The release of three albums in the space of as many years is either a curse or a blessing – you might be viewed as either prolific or promiscuous – but Fontaines DC have charted such a creative, instinctive route since the release of their debut, Dogrel, in April 2019 that the best way to receive them is with open arms while making sure your wallet is zipped into an inner pocket. We use the mugger reference deliberately: across three albums the Irish musicians have begged, borrowed and stolen from various cultures they remain locked into. Unlike some thieves, however, they give back almost as much as they take.
Perception is all. Viewed with a cynical eye, Fontaines DC take bits of The Fall and Joy Division, Irish literature and Dublinese, naivety and emotional shortcomings, and throw them back into your face without apology. Viewed with some faith – you gotta have faith, right? – the band intuitively piggyback on post-punk, run riot over a growing list of literary figures and shore up their immaturity with real-life experience. In other words, if Dogrel was all about Dublin and 2020's A Hero's Death was written on a tour bus, then Skinty Fia is firmly located in London. "We've now found homes, places to live, and nurtured our relationships," singer and lyricist Grian Chatten is quoted in the album's accompanying press release. "The songs are different because we've got greater emotional tools."
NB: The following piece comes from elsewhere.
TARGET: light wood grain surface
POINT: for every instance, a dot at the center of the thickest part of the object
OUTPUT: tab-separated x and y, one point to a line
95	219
Skinty Fia is all about those superior responsive mechanisms and as such seems as much a final part of a trilogy as anything else. The opening track couldn’t be any more perfect an example of this – In ár gCroíthe go Deo (In Our Hearts Forever) arrives with a rumbling bassline and choral chants, a song based on a dying Irish woman’s wish to have the Gaelic words inscribed on her gravestone but who was (initially) refused on the grounds that the Irish language was “confrontational”. The groove-laden title track (translated as “damnation of the deer”, but used here as a rural Irish profanity) is a Death in Vegas-influenced song that contains some of Chatten’s best lyrics to date.
Perhaps the most welcoming track is The Couple Across the Way, which is equal parts skeletal ballad and the embodiment of Chatten’s grasp of the band’s collective “greater emotional tools”. Delivered with just voice and accordion, the song is Ivor Cutler or Robert Wyatt by way of Lankum, and points to one of many ways in which Fontaines DC could and should venture next. New beginnings beckon because they have to. Make way.